Moore’s Law (Codeforce Gym-102133G)

Problem Link : https://codeforces.com/gym/102133/problem/G

Suppose, the answer for N is X. Now, to find the answer for N+1 there could be two cases :

1. If X is not divided by 2^(N+1) : As X is divided by 2^N and X is not divided by 2^(N+1) , the value of X % 2^(N+1) is equal to 2^N. We can prove this :

X = y * 2^N (where y = 0, 1, 2, ……)
Now, if y is even then X then X = y * 2^(N+1). So, X will be divided by 2^(N+1). If y is odd then X then X = (2z + 1) * 2^N
X = z * 2^(N+1) + 2^N

So, remainder when divided by 2^(N+1) is 2^N.

Now, I have to add a multiple of 2^N with X to make it divisible by 2^(N+1). While adding multiple of 2^N I have to be careful of the digits (Only 1 and 2 can be used). So, I will add 10^Y (where Y >= N) with X and this will add a digit 1 in the front. But, if the number of digits in X is less than N then there will be some zero in between 1 and the most significant digit of X. This is because the answer for N should always have N number of digits.

2. If X is divided by 2^(N+1) : In this case, I have to add a digit so that the answer of N+1 has N+1 number of digits. Digit 1 can’t be used as 10^N is not divisible by 2^(N+1). But digit 2 can be used as (2 * 10^N) is divisible by 2^(N+1).

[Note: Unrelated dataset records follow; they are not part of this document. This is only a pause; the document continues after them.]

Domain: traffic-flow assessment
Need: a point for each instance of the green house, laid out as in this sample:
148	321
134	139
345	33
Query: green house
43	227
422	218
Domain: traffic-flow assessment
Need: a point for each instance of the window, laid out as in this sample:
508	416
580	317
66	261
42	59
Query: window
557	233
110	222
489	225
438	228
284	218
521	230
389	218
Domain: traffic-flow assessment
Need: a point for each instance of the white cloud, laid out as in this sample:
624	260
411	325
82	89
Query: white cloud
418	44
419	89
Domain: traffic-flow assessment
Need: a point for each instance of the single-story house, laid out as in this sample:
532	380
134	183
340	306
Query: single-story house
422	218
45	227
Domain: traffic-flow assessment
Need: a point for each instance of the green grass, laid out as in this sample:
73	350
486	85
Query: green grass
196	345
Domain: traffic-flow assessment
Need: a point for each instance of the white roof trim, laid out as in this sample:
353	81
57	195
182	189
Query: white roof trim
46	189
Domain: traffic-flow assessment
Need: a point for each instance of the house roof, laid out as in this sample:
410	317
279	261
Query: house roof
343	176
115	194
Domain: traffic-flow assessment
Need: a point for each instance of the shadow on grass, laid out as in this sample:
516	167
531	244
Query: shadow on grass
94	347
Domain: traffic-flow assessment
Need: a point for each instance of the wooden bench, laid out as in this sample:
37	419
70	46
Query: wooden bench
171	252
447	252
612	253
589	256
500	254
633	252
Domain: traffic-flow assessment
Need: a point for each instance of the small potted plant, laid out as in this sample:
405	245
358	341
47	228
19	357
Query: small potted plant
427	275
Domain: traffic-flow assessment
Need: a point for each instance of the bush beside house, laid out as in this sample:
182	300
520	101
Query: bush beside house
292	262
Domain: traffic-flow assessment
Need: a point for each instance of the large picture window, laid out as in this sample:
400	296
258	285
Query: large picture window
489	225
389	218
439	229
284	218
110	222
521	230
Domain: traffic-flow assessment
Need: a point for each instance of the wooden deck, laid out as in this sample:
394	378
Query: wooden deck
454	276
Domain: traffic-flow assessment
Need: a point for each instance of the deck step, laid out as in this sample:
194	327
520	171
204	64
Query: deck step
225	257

2 x 10^N = 2 ^ (N + 1) x 5 ^ N

So, the final solution is if the previous answer is divisible by 2^i then add digit 2 in the front of that answer. Otherwise add digit 1.

ll check(string s, ll val) {
    ll rem = 0;
    for(int i = 0; i < s.size(); i++) {
        rem = rem * 10 + (s[i] - '0');
        rem %= val;
    }
    return rem;
}
void solve()
{
    ll n;
    cin >> n;
    string s = "2";
    for(int i = 2; i <= n; i++) {
        ll val = (1LL<<i);
        val = check(s, val);
        if(val == 0)
        s = "2" + s;
        else 
        s = "1" + s;
    }
    cout << s << '\n';
}